We will keep our gas to ourselves

Saudi Energy Minister Prince Abdulaziz bin Salman


But it was thought that fracking in Saudi Arabia will be more expensive than it is in the US, not least because the Kingdom is not renowned with an abundance of natural water, a critical component in the fracking process.
The fracking process requires pumping water, sand and chemicals into the fields at high pressure which fractures the shale rock and allows the hydrocarbons to escape.
“We managed to reduce drilling cost by 70 percent and stimulation cost by 90 percent since the 2014 cost benchmark, while increasing well productivity six-fold compared with the start of the program,” Nasser said on Monday.
Aramco plans to use seawater for fracking at Jafurah. Earlier this year, the company also invited bids for a water desalination plant at the field. Desalinated water is used in gas processing plants. An earlier bidding process was abruptly canceled last year and the current tender process has reduced the capacity of the desalination plant by around 20 percent.

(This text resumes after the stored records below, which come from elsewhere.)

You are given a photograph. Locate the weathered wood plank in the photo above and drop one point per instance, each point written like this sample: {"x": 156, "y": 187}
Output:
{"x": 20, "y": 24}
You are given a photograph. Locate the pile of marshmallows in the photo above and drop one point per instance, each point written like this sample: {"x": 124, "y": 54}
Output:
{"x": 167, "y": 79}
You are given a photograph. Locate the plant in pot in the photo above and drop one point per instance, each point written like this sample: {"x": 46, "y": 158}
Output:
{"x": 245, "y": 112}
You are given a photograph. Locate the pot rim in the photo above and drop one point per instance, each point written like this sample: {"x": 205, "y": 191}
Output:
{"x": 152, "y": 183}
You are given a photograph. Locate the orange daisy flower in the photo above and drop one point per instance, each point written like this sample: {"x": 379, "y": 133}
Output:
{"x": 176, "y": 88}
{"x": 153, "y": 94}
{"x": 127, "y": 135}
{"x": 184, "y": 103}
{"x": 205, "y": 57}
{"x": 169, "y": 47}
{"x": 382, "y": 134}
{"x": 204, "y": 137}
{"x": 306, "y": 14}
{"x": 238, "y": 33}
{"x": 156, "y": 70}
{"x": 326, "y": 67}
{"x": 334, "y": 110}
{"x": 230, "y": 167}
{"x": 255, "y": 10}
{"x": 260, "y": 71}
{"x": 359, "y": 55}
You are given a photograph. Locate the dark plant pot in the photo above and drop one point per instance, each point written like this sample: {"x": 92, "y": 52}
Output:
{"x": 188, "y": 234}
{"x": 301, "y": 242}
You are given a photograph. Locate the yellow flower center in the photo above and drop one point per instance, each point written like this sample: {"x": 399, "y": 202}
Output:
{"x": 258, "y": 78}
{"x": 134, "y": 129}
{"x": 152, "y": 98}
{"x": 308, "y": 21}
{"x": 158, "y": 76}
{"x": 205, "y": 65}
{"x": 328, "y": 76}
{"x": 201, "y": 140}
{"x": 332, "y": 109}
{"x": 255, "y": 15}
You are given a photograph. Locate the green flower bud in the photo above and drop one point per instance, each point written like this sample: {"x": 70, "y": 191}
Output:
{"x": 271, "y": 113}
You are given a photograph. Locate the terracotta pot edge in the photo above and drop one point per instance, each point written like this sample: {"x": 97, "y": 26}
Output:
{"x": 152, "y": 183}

Sadad Al Husseini, former EVP of Aramco


However, former Aramco Executive VP Sadad Husseini insists the “water issue” is a red herring.
He told Arab News: “The water issue was resolved years ago. We have aquifers that hold saline water and the Saudi oil industry has a long history of using this water for drilling.”
Husseini also dismissed cost comparisons with the US shale industry.
He said: “The cost of fracking depends on the depth of the reservoir. In the US, they work with shallower reservoirs, around 3,000 to 4,000 feet deep, which makes fracking less costly. In Saudi Arabia, the reservoirs will be 9,000 to 10,000 feet deep. It’s technically more challenging, but unlike the US, those deep wells are not just producing gas, they’re also producing a lot of condensates, most notably ethane, along with gas, and that is profitable and makes the economics of this field work. Ethane feeds the petrochemical industry.”
He added: “It’s a challenging development but it wouldn’t have advanced if the issues hadn’t been resolved.
Developing shale gas reserves outside the US has not been particularly successful, partly due to environmental concerns - particularly in large population centers in Europe, a lack of infrastructure, and difficulties accessing and disposing of water used in the process.
However, Jafurah is close to the Gulf coast with relatively easy access to seawater, and is also adjacent to the world’s largest oilfield, Ghawar, and its substantial energy infrastructure.
Production at Jafurah is expected to commence in 2024 and is forecast to reach up to 2 billion cubic feet per day of sales gas, 418 million cubic feet per day of ethane and about 630,000 barrels per day of gas liquids and condensates by 2030. Investment over that period will amount to $68 billion, but is expected to total more than $100 billion overall.
Domestic employment, another key plank of the Kingdom’s Vision 2030, is also central to the scheme. It is understood that along with fields under development in North Arabia and South Ghawar, the Jufarah project will create more than 200,000 direct and indirect jobs in the Kingdom.
The scheme will also incorporate new technology, most notably using industrial internet of things and video analytics.
The Jafurah project will not only aid the Kingdom’s environmental ambitions but will also support its petrochemicals industry. “Its ethane and liquified natural gas are highly valuable feedstocks for the Kingdom’s petrochemical’s industry,” the Aramco chief said.